Galaxy M21 Android-Smartphone | Foto © Samsung
Galaxy M21 Android-Smartphone | Foto © Samsung

• Noch ein paar Worte zum Betriebssystem und den eigenen Benutzeroberflächen. Alle drei Smartphones haben Android 10 oben. Ohne fixe Zusagen auf regelmäßige Updates. Die Android-Version selbst ist mir beim Zweitgerät gar nicht so wichtig. 11 wird vermutlich ohnehin kommen und ob’s dann auch noch 12 wird oder nicht, das ist mir egal. Viel entscheidender sind die regelmäßigen Sicherheits-Updates. Da lasse ich mich – positiv – überraschen.
realme setzt auf realme UI mit etwas Bloatware und einige Apps. Das Redmi hat MIUI und das Galaxy One UI – bei beiden sind reichlich Bloatware sowie zahlreiche Apps fix vorinstalliert. Für mich unnötiger Zusatzaufwand (löschen, deaktivieren, ausblenden) und Verschwendung von Speicherplatz.

• Auf meiner Vespa und am Fahrrad sind stabile, aber dennoch puristische Halterungen von SP-Connect montiert. Mit einem durchdachten “twist to lock”-Mechanismus. Da steht als Gegenstück ein “Universal Interface” (kostet ca. 20 Euro) bereit. Das wird entweder direkt aufs Smartphone oder – wie ich es bevorzuge – auf ein Cover geklebt.

• Die bei der Veröffentlichung dieser Geschichte – ungefähren – Preise schauen so aus: Das realme 6 liegt um die 210 Euro herum, das Redmi Note 9S knapp unter 200 Euro und das Galaxy M21 bei ca. 220 Euro. Das M21 ist allerdings noch brandneu, das rutscht preislich bald nach unten.
P.S.: Als ähnliche Alternative zum M21 gäbe es noch das M31 oder sogar das A51. Alles eine Frage des Preises.

Mein Zweit-Smartphone zusammengefasst

Das wird dann Anfang Juni eine Wahl zwischen dem Redmi Note 9S (das gefällt mir noch besser als das realme 6) und dem Galaxy M21. Das heißt: Es wird eine Entscheidung zwischen IPS-LCD und Super AMOLED. Ich erzähle euch dann, wofür ich mich entschied. Höchstwahrscheinlich fürs AMOLED, auch wenn ich Produkte von Samsung seit Jahren meide.

Update 28. Mai: Die erste Entscheidung fällte ich heute. Es wird ein Smartphone mit AMOLED-Bildschirm. realme und Xiaomi sind aus dem Rennen. Somit wird es ein Galaxy M21 – sobald der Preis unter 200 Euro rutscht.
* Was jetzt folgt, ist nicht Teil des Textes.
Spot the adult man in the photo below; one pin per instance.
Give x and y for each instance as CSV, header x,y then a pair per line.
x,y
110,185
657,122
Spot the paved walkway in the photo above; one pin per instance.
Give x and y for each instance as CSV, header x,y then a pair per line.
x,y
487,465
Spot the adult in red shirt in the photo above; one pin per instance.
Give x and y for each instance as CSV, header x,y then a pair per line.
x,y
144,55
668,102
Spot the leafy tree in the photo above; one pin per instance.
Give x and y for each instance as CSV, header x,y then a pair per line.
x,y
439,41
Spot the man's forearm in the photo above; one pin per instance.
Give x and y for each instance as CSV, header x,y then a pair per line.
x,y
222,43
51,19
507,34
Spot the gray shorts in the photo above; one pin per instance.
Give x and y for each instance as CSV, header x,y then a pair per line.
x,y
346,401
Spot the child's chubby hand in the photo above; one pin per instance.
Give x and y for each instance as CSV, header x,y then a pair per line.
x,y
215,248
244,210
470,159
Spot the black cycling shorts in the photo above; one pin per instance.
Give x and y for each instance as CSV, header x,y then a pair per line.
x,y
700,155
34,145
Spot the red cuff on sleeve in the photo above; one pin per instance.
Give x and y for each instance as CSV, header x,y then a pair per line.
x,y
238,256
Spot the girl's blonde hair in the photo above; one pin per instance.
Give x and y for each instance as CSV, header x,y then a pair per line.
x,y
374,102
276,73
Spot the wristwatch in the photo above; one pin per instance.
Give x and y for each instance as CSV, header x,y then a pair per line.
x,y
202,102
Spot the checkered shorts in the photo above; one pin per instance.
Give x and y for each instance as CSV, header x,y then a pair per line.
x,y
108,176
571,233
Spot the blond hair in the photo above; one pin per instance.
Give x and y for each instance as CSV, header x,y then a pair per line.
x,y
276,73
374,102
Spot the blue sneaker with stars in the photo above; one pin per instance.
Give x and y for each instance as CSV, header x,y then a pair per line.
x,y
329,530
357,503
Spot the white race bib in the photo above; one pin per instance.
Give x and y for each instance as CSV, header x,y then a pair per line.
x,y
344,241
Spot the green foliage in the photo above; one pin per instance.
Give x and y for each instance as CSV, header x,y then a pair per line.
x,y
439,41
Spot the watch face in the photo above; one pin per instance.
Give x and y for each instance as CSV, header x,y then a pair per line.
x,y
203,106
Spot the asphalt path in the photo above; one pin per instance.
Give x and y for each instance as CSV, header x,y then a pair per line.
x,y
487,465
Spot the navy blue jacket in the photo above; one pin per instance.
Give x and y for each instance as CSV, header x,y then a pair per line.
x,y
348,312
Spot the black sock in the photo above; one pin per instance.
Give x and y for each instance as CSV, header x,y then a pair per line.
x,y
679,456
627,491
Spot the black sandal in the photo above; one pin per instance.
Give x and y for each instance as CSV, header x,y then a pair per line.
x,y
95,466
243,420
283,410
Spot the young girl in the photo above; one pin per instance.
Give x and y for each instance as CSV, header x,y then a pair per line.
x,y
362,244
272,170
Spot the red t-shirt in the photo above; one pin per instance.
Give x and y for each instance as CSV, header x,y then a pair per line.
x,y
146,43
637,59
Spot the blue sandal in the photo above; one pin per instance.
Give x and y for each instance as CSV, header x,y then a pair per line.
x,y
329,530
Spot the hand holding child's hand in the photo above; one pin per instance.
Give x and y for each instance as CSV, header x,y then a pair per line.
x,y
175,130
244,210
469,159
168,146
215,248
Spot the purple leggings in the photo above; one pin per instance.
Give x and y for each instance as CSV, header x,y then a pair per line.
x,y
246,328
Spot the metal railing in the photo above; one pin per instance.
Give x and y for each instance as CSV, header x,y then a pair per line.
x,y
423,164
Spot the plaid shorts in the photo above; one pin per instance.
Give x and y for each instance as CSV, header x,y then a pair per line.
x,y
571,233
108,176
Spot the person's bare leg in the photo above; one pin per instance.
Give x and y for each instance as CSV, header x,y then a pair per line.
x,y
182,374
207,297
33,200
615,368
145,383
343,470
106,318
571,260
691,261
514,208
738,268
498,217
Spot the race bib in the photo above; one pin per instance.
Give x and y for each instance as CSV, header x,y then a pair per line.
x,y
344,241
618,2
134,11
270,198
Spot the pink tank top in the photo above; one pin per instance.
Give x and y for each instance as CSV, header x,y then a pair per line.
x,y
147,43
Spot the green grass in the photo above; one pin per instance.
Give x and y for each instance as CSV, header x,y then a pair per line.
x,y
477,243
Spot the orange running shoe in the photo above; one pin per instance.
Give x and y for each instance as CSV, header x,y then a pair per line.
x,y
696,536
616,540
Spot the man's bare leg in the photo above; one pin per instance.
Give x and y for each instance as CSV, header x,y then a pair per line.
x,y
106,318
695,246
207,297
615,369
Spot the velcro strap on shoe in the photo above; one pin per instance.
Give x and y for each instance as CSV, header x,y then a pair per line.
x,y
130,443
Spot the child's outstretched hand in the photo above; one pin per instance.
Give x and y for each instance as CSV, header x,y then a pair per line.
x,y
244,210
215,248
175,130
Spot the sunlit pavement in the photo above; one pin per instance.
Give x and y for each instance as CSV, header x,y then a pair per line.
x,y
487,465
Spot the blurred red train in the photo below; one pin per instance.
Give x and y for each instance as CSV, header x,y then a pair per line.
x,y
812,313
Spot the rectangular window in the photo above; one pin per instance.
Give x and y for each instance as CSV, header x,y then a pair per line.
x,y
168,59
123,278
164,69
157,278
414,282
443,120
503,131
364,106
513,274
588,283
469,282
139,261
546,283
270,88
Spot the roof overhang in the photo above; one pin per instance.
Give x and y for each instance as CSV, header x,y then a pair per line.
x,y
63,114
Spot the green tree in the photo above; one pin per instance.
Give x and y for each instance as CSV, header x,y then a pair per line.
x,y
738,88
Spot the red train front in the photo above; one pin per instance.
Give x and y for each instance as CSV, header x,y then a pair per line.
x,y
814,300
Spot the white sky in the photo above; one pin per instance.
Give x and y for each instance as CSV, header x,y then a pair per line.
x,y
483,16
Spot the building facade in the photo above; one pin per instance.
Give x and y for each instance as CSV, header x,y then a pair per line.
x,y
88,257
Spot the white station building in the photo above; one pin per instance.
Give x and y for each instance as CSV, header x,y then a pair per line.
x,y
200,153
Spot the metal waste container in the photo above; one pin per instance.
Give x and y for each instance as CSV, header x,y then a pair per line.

Oder alternativ das Galaxy M31 (wenn unter 220 Euro) oder gar das Galaxy A51 (wenn unter 250 Euro). Das wird bis spätestens Mitte Juni ausschließlich durch den Preis bestimmt.

8 Kommentare

  1. Ich habe das Redmi Note 9s seit einem Monat und bin total zufrieden. Speicher (6Gb RAM 128 Gb Speicher) und Akku toll, Aufladen jeden zweiten oder dritten Tag, obwohl ich doch sehr viel damit mache!!
    War ein tolles Geburtstagsgeschenk!!

    1. Ja, aber hat mich nicht so richtig gegenüber dem Redmi überzeugt – z.B. “schwächerer” Prozessor, kein WLAN ac, sehr dick. Da hätte mich das One Hyper mehr angesprochen – liegt aber über meinem gesetzten Budget.

    1. Mir wäre das bei meiner Nutzung als Zweitgerät egal, aber mir taugt beim Redmi Note 9S nicht besonders die Helligkeit des Bildschirms. Wird deshalb höchstwahrscheinlich das Galaxy mit AMOLED.